Os Ministros do Meio Ambiente do BASIC ?grupo que inclui o Brasil, África do Sul, Índia e China reunidos em Foz do Iguaçu ontem pela manhã apoiaram uma declaração conjunta composta por 15 pontos. A orientação geral do documento é o apoio ao cumprimento das metas da diminuição da e emissões até 2020, a partir de novo acordo que deve ser obtido na Conferência das Partes ?COP 19 em novembro na Polônia. 

Estiveram no evento:

- a Ministra do Meio Ambiente do Brasil, Izabella Teixeira;

- o Vice-presidente da Comissão Nacional de Desenvolvimento e Reforma Política da China, Xie Zhen Hua;

- a Ministra da Água e Assuntos Ambientais da África do Sul Edna Molewa e

- o Secretário do Ministério do Meio Ambiente e Florestas da India, Shree V. Rajagopalan.

Os governos do Basic convidaram a Argentina, o Paraguai, Peru e Venezuela ?para participar no arranjo conhecido como BASIC ?Plus. Uma representação consular da República de Fiji também se fez presente como observadora. Fiji tem uma cadeira no Grupo G-77 plus (mais) China. (Jackson Lima)

 

Da edição impressa destacamos:

Plataforma de Durban

A 17ª Conferência da ONU sobre Mudanças Climáticas, realizada em Durban, na África do Sul, entre 28 de novembro e 10 de dezembro de 2011, alcançou um compromisso dos representantes de quase 200 países para adoção de metas de cortes de emissões de carbono, incluindo os Estados Unidos e a China, as principais potências poluidoras. Leia mais.

Antes da COP 19, a ser realizada na Polônia os integrantes do BASIC se reunirão na China.

Na declaração final da reunião em Foz do Iguaçu, os ministros pediram uma abordagem  equilibrada dos pilares da Plataforma de Durban, que tem a ver com a mitigação, com a adaptação das economias, o financiamento das ações, construção de capacidades dos países, além do desenvolvimento da tecnologia, a transparência das ações e do apoio prestado.

Nessa declaração eles se manifestaram insatisfeitos com a postura de países desenvolvidos que não cumpriram as metas assumidas.

Defenderam os países que não podem arcar com os custos das emissões de suas indústrias e prestaram apoio aos países do grupo dos G-77 + China.

 

Quem forma o G-77? Segundo o Wikipédia, o Grupo dos 77 nas Nações Unidas é uma coalizão de nações em desenvolvimento, que visa promover os interesses económicos coletivos de seus membros e criar uma maior capacidade de negociação conjunta na Organização das Nações Unidas. Havia 77 membros fundadores da organização, mas a organização, desde então, expandiu para 131 países membros.
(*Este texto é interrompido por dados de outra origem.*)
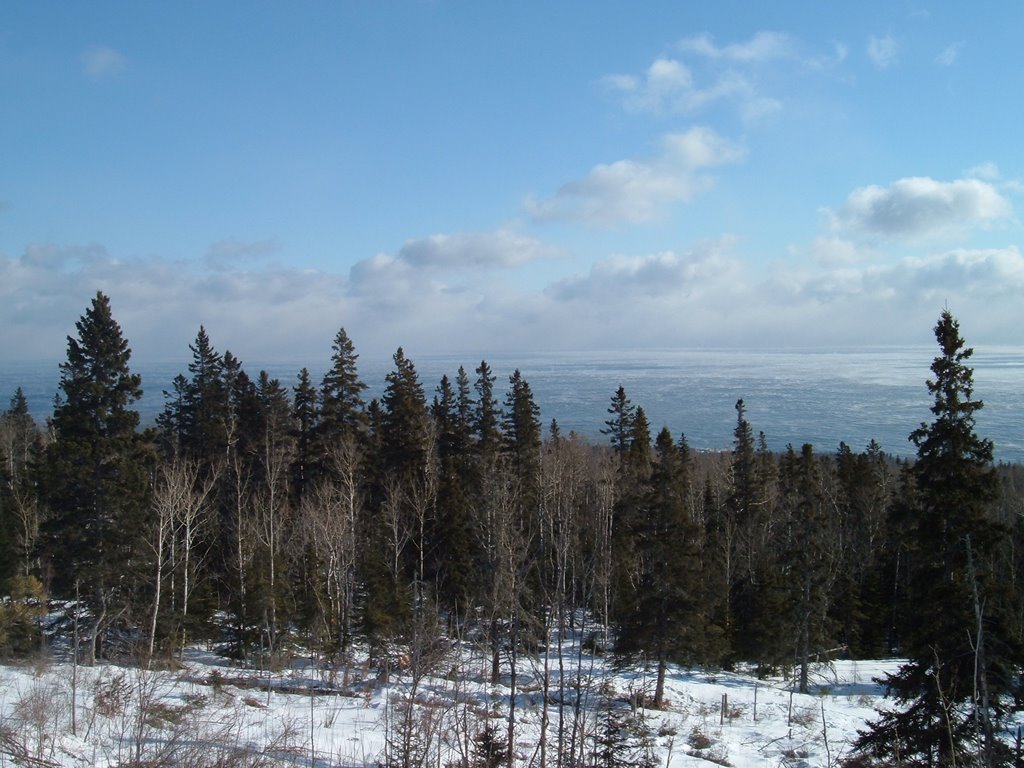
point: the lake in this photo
(794, 396)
O Brasil, dentre os integrantes do "G-77+China" consta como o maior país da América do Sul e da região da América latina, sendo o quinto maior do mundo em área territorial (equivalente a 47% do território sul-americano) e população (com mais de 200 milhões de habitantes).
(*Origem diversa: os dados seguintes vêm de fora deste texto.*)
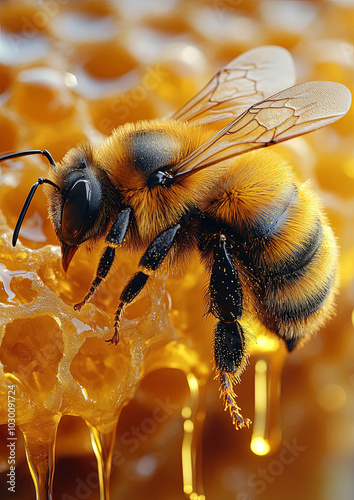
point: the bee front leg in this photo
(150, 262)
(230, 342)
(114, 238)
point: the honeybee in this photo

Já o Último Segundo registra: O G77+China, grupo composto por 132 países pobres e em desenvolvimento - inclusive o Brasil -, começou as negociações da "Rio+20" com a proposta de criar um fundo de US$ 30 bilhões por ano para promover o Desenvolvimento Sustentável, tema da conferência.
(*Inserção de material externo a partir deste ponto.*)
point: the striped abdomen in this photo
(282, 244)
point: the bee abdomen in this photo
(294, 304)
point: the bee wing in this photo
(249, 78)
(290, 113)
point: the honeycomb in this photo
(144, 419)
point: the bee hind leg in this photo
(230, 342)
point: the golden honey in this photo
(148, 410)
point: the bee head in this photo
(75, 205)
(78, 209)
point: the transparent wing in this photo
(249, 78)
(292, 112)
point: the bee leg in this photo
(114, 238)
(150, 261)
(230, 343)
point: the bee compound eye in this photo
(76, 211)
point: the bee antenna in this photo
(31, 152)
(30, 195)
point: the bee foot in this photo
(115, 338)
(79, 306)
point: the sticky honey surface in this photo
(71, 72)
Do sítio da Agência de Notícias Brasil-Árabe, destacamos que: Em seu discurso na inauguração do Pavilhão Brasil na Rio+20, que reúne um exposição sobre projetos do governo federal e será palco de debates, a presidente Dilma Rousseff afirmou que todos os países precisam assumir compromissos em busca do desenvolvimento sustentável, especialmente os ricos.

 

Enquanto isso, na UNESCO, a embaixadora cubana María Angeles destacou que o G77+China desempenhou um importante papel no desenvolvimento das relações de cooperação Sul-Sul, o desenvolvimento de programas em educação, ciência, tecnologia e cultura, assim como o consenso obtido para a admissão da Palestina como um Estado de plenos direitos.

Ao final, a embaixadora da Venezuela, Rebeca Sánchez, elogiou a profundidade do debate e a participação de mais de 300 pessoas durante as quatro horas de discussão. "Isso nos motiva a seguir discutindo os verdadeiros desafios que a Unesco tem e sobre como enfrentar a chantagem econômica à qual a organização foi submetida por parte dos Estados Unidos e Israel, por ter permitido a inclusão da Palestina como membro", disse Rebeca à Prensa Latina. Ela agregou também que atitudes como as de Washington e Telavive não são democráticas, nem estão no espírito da ONU.